NA. A vector comprising the DNA according to any one of claims 1 to 4. 6. The vector according to claim 5, wherein a DNA encoding a protein is ligated downstream of the DNA according to any one of claims 1 to 4. 7. The DNA linked downstream of any one of claims 1 to 4 is selected from the group consisting of luciferase, horseradish peroxidase, alkaline phosphatase, β-galactosidase and green fluorescent protein. D that encodes a protein
The vector according to claim 6, wherein the vector is NA. 8. The vector according to claim 7, wherein the DNA linked downstream of the DNA according to any one of claims 1 to 4 is a DNA encoding luciferase. 9. The transformed E. coli strain E. coli. coli pUC
18-mCTSK-1.7 SANK 70500 (F
ERM BP-7208). 10. A host cell transformed with the vector according to any one of claims 5 to 9. 11. The transformed E. coli strain E. coli. coli pU
C18-mCTSK-1.7 SANK 70500
(FERM BP-7208). 12. A method for testing a substance that regulates cathepsin K promoter activity, comprising the steps i) and ii): i) transforming with the vector according to any one of claims 6 to 8. Ii) in the vector according to any one of claims 6 to 8 in a host cell according to i) above, in a vector according to any one of claims 6 to 8. D linked downstream of DNA
Measuring the expression level of the protein encoded by NA. 13. The method according to claim 12, wherein the host cell is contacted with a test substance and ODF in step i). 14. A method for testing a cDNA encoding a protein having an activity of regulating cathepsin K promoter activity, comprising the following steps i) and ii): i) any one of claims 6 to 8 A host cell transformed with the vector according to the above, is transformed with the cDNA incorporated in the expression vector for mammals; ii) The vector according to any one of claims 6 to 8 in the host cell of the above i). Wherein D is linked downstream of the DNA according to any one of claims 1 to 4.

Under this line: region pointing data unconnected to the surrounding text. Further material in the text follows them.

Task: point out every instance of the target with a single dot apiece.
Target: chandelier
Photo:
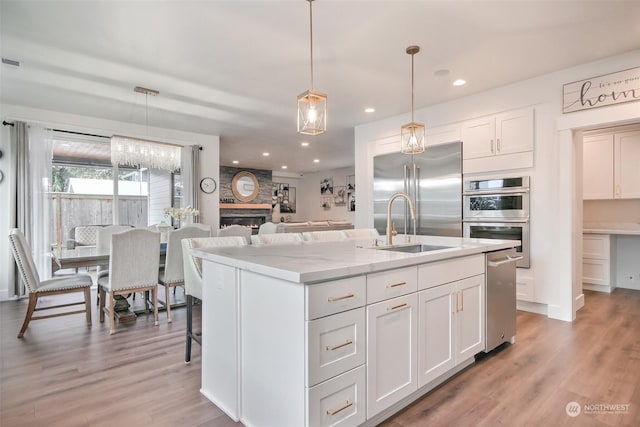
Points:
(144, 153)
(412, 134)
(312, 105)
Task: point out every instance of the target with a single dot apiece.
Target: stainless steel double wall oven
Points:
(498, 209)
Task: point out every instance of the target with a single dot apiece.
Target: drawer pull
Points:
(395, 307)
(335, 347)
(347, 405)
(397, 284)
(332, 299)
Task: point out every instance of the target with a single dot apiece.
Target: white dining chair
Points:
(236, 230)
(134, 260)
(193, 277)
(361, 233)
(43, 288)
(172, 274)
(276, 239)
(324, 236)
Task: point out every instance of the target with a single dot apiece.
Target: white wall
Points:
(308, 197)
(209, 163)
(556, 208)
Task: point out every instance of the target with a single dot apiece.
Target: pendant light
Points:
(312, 105)
(412, 134)
(144, 153)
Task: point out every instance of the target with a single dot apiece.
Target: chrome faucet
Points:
(412, 210)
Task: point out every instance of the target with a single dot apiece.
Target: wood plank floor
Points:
(65, 374)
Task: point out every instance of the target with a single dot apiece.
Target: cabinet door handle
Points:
(335, 411)
(395, 307)
(335, 347)
(396, 284)
(332, 299)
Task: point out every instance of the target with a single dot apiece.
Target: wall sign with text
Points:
(600, 91)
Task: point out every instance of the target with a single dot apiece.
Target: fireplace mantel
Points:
(245, 206)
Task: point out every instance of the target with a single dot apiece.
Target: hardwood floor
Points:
(63, 373)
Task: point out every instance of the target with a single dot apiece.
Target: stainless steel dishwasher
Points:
(500, 300)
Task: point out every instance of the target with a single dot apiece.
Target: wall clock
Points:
(208, 185)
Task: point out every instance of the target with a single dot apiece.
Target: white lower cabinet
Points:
(450, 325)
(391, 351)
(339, 401)
(436, 353)
(469, 321)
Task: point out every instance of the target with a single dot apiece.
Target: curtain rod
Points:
(80, 133)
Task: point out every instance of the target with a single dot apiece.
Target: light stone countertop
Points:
(628, 228)
(319, 261)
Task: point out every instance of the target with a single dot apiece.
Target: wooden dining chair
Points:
(134, 260)
(37, 288)
(172, 274)
(193, 277)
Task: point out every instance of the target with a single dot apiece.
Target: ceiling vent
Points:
(11, 62)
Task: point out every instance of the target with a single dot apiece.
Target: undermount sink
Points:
(414, 249)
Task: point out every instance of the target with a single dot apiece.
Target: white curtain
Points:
(40, 156)
(190, 172)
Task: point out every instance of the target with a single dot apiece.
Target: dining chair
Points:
(201, 226)
(103, 240)
(193, 277)
(172, 274)
(37, 288)
(134, 260)
(236, 230)
(324, 236)
(276, 239)
(269, 228)
(361, 233)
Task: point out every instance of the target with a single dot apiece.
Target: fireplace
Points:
(252, 221)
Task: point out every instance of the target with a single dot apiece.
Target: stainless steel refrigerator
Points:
(433, 179)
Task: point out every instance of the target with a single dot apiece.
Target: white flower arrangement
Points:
(180, 214)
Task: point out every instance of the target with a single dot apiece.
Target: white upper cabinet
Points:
(442, 134)
(610, 166)
(627, 165)
(597, 168)
(506, 133)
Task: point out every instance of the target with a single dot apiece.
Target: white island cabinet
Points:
(334, 334)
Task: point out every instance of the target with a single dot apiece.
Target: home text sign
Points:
(610, 89)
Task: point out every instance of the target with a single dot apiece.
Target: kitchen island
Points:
(338, 333)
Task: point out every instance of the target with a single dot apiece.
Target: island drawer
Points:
(335, 344)
(323, 299)
(339, 401)
(449, 270)
(392, 283)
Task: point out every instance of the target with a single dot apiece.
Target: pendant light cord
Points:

Measuring the expression level of the protein encoded by NA. 15. The method of claim 14, comprising the step of contacting the host cell with ODF. 16. A method for screening a protein that regulates cathepsin K promoter activity, comprising contacting a sample containing the protein with the DNA according to any one of claims 1 to 4, and then contacting the DNA with the DNA. A method comprising separating bound proteins. 17. A method for testing a substance having an activity of regulating cathepsin K promoter activity, comprising the steps i) and ii): i) using the DNA according to any one of claims 1 to 4 A radiolabeled product obtained by adding a nuclear extract of mouse cells and a test substance, and a product obtained by adding only a nuclear extract of mouse cells are prepared; ii) Electrophoresis of each mixture sample of the above i) And comparing the mobility between a band found in a sample to which only a nuclear extract of mouse cells has been added and a band found in a sample to which a test substance has been added. 18. A DNA comprising at least 10 contiguous nucleotides, a DNA having an antisense sequence thereof or a derivative thereof in the nucleotide sequence represented by nucleotide numbers 1 to 1675 of SEQ ID NO: 1 in the sequence listing.